Ni Church, State and Volunteer-run Home Historical Abuse Victims "Let down"
By Alex Williams
March 3, 2016
Approximately 50 victims of historical abuse in Northern Ireland have died in the eight years since a campaign for truth and remedy started, an advocate has claimed.
Margaret McGuckin from the Survivors and Victims of Institutional Abuse (Savia) charity has criticised the Northern Ireland government for failing to provide interim compensation to victims before an ongoing inquiry had finished.
The Historical Institutional Abuse (HIA) inquiry, being led by retired judge Sir Anthony Hart, is the UK's largest inquiry into physical, emotional and sex abuse suffered by children at church, voluntary organisation and state-run children's homes.

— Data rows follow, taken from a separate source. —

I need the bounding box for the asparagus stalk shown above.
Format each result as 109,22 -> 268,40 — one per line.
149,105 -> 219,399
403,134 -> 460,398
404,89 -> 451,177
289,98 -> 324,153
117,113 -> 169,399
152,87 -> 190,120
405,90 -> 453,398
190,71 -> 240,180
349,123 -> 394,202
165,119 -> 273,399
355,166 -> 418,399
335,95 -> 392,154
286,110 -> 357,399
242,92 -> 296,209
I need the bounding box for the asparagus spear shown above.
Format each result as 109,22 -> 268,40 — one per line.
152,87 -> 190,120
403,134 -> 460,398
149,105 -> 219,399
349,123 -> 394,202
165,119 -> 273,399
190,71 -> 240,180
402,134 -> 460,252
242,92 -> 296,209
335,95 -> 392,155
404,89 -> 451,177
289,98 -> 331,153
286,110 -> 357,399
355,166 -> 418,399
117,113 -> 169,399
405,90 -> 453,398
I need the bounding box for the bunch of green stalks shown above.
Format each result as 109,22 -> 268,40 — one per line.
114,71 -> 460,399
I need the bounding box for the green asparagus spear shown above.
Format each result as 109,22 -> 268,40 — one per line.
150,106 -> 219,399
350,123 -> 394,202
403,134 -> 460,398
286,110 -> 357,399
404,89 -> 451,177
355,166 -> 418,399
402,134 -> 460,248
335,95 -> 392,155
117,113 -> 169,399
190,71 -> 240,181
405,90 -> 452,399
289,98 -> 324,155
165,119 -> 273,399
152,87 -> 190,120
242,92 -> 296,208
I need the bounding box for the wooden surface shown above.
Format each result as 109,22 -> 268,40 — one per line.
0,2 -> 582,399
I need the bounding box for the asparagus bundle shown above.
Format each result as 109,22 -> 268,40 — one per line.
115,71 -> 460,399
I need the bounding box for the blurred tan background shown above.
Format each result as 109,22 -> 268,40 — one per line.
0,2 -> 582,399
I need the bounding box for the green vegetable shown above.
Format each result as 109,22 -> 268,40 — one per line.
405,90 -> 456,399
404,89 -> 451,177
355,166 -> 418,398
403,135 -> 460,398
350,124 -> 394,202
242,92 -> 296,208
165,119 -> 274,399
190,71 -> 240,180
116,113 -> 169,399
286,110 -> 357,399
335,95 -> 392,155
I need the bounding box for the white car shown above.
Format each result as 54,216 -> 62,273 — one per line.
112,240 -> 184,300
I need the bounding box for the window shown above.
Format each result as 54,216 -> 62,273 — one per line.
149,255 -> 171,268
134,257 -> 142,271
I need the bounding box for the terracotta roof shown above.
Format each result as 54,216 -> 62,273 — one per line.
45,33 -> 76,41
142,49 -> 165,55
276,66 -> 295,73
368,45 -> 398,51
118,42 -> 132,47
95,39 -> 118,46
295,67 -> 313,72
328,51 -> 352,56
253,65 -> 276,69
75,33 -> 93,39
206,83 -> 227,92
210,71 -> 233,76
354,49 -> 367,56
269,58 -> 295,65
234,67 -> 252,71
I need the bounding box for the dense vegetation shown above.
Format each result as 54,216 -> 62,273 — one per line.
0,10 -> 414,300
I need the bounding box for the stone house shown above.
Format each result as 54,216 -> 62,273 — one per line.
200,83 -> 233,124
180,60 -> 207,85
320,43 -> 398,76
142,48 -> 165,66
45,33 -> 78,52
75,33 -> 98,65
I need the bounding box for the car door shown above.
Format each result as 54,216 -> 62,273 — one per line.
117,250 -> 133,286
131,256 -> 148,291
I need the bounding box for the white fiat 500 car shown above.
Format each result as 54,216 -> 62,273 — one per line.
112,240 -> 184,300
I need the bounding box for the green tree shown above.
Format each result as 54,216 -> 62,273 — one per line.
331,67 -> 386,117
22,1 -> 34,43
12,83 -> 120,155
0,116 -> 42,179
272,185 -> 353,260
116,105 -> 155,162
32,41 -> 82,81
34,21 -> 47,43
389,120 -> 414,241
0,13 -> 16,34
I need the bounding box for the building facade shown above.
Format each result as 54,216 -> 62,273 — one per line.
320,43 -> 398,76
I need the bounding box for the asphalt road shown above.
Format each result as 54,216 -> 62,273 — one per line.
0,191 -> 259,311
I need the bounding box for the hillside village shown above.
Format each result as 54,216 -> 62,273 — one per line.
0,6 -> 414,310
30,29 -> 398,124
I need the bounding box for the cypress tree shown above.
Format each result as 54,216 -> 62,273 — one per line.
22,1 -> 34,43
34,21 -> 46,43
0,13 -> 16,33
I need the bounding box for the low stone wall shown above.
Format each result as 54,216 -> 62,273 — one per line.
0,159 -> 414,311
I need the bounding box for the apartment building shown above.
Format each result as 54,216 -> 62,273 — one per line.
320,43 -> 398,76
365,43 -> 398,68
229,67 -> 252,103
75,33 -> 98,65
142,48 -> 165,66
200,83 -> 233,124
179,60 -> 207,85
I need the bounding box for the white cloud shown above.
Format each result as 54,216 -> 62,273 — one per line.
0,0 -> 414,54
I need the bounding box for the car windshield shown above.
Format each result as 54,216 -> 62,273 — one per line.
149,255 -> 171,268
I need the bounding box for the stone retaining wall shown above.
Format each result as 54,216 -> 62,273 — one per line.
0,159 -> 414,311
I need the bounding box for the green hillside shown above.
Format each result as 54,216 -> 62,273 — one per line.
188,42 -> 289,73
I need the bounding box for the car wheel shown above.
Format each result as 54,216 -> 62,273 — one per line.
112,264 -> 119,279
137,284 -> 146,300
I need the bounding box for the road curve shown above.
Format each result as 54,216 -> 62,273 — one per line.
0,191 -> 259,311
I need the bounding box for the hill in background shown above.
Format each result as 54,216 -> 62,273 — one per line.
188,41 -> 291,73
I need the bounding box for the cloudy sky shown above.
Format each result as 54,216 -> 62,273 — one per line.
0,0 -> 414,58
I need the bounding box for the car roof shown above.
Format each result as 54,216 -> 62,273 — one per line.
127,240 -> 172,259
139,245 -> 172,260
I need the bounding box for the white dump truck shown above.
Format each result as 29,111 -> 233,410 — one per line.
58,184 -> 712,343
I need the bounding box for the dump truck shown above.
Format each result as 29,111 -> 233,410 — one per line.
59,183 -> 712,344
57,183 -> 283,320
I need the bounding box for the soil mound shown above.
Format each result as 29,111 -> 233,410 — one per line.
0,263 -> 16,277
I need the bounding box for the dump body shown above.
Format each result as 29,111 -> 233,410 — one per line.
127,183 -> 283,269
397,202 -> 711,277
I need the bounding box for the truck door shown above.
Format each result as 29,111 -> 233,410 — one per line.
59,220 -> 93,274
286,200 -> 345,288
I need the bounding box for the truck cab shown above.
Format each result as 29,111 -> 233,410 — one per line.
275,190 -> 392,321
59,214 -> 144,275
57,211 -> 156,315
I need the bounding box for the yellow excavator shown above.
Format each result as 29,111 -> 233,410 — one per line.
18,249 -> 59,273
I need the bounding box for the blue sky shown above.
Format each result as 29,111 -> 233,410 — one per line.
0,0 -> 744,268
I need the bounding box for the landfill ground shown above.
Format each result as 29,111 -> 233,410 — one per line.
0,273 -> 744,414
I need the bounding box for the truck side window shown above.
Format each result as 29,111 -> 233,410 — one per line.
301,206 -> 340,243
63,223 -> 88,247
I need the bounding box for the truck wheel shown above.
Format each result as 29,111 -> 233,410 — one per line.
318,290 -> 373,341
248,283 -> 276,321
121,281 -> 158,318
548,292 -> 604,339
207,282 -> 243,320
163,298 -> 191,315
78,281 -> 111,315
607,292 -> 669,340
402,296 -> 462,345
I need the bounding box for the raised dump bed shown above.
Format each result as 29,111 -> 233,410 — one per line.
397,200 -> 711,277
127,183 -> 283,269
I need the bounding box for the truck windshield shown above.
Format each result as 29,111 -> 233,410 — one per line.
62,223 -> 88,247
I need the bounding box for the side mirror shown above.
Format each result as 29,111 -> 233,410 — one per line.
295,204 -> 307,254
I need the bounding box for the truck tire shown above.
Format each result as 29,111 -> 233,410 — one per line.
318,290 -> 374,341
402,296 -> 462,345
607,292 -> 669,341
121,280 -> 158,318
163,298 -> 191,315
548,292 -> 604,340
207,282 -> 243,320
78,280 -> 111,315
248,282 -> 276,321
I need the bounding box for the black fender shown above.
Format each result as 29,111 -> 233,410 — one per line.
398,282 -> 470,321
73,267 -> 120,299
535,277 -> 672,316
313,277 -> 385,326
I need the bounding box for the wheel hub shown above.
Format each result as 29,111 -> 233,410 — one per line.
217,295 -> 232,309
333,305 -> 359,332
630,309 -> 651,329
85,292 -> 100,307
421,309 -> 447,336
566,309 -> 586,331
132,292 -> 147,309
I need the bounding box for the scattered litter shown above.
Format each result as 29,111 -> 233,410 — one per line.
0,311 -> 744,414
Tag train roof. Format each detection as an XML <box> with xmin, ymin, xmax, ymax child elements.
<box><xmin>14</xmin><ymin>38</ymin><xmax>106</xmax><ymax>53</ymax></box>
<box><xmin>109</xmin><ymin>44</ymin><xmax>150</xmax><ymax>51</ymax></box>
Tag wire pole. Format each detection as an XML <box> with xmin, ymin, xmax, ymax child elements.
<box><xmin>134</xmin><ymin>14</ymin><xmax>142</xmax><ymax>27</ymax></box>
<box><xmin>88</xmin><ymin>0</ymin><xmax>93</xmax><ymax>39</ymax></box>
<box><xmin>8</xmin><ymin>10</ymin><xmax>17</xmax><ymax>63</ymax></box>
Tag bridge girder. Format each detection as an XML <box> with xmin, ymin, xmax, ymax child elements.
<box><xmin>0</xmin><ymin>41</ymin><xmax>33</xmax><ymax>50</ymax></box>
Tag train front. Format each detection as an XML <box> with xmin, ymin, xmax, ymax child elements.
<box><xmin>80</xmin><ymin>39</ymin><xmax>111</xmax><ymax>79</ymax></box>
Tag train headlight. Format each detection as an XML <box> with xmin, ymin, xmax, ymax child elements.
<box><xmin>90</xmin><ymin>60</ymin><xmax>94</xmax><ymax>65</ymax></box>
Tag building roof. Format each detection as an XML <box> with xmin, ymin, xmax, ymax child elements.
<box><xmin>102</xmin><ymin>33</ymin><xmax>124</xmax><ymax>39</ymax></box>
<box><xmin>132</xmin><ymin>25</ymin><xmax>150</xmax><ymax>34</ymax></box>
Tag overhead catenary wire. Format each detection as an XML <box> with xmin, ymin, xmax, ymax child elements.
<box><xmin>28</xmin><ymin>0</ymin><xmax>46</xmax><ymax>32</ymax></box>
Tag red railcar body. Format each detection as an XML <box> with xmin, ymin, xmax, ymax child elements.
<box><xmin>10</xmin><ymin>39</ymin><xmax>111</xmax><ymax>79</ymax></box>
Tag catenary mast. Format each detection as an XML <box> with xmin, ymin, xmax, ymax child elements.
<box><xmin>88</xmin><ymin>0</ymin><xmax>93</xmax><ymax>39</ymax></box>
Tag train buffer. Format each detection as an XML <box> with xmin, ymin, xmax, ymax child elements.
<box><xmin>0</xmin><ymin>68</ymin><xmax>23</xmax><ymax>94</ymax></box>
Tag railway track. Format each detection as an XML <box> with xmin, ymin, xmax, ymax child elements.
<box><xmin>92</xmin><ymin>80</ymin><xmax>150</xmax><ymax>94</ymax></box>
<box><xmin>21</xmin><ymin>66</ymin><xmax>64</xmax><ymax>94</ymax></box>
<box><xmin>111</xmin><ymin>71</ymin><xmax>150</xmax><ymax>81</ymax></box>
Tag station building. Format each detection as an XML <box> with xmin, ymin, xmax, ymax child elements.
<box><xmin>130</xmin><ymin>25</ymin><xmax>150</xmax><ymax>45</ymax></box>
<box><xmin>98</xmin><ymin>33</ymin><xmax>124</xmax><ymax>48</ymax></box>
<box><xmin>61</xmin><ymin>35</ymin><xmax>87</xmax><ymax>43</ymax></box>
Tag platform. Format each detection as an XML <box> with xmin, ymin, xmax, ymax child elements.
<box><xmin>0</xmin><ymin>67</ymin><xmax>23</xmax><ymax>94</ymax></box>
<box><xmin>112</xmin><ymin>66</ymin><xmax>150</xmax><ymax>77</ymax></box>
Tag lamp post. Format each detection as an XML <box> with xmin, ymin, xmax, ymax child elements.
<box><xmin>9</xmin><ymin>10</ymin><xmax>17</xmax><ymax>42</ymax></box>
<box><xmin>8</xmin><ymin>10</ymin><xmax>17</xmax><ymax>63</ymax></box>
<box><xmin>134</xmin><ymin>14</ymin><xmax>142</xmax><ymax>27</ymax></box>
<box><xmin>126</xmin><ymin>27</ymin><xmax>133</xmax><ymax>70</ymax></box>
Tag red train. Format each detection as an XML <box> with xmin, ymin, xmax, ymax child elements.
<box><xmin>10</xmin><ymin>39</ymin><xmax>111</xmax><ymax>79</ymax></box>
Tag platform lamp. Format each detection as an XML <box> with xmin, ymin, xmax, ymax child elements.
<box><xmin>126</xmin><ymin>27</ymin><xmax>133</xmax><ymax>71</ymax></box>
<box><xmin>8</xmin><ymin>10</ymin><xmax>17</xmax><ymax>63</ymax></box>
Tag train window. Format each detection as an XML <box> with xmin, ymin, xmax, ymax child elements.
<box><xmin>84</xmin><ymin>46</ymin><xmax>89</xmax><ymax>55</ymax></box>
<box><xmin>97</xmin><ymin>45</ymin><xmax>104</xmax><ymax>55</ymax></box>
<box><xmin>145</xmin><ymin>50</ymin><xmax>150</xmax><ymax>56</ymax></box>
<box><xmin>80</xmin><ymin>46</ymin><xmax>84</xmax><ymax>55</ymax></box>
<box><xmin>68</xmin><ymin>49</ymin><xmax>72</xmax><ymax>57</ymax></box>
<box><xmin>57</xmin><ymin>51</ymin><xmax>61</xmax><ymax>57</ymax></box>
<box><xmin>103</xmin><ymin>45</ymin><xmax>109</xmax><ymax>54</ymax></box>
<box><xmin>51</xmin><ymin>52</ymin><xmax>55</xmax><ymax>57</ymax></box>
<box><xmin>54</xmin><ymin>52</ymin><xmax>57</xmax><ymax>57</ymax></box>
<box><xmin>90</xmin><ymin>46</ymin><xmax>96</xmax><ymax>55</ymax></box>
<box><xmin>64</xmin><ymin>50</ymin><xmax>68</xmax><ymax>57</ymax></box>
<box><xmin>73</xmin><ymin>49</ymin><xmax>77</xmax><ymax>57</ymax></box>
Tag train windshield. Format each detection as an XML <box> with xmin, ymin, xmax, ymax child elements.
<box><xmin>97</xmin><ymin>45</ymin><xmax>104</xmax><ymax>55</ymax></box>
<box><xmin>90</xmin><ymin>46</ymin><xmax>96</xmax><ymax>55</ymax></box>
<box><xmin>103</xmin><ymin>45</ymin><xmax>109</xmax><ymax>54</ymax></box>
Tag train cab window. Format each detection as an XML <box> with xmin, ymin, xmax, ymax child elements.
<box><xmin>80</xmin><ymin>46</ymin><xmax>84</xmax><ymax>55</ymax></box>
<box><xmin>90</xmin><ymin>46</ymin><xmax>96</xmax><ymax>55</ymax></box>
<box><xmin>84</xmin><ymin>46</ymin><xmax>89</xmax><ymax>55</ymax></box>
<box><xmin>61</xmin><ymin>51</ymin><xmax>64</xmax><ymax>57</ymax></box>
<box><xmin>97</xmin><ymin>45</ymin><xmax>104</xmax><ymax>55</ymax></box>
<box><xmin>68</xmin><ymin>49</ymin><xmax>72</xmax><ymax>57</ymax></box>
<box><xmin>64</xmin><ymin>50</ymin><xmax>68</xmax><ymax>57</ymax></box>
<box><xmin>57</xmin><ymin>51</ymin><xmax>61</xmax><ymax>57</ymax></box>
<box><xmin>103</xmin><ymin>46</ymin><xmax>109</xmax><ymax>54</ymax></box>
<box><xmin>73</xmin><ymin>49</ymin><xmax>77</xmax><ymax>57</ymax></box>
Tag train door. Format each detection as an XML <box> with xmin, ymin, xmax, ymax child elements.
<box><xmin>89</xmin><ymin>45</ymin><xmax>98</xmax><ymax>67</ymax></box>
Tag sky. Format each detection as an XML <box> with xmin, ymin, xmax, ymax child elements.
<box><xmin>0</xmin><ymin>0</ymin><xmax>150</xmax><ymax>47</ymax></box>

|Picture: The Northern Ireland Assembly's parliament buildings on the Stormont Estate.|
Established by the Office of the First Minister and Deputy First Minister of Northern Ireland (OFMDFM), it has been tasked with investigating abuse at residential institutions between 1922 and 1995.
Though not scheduled to complete his work until the summer, Sir Anthony has already said he will recommend compensation is paid to victims.
Speaking before members of the OFMDFM committee, Margaret McGuckin, said Sir Anthony's support for victims to receive compensation placed the Northern Ireland government under an obligation to act accordingly.
She said: "What he said was for the government here - to say 'get a move on, no longer can you say we can't pre-empt the end of the inquiry' cos that's all we're hearing.
"He is saying without a doubt there was historic abuse, that's why he said - it was unprecedented - that one of the recommendations will be there should be compensation and I believe he said it to give the time and space to get something set up."
Ms McGuckin also estimated around 50 victims had passed away since Savia began its campaigning eight years ago for the facts surrounding the abuse to come to light.
Only testimonies from victims who were under the age of 18 when they suffered abuse are being heard by the HIA inquiry.
Amnesty International has been campaigning for the investigation to be widened or for another probe to be established, to examine the evidence from victims who suffered abuse as adults.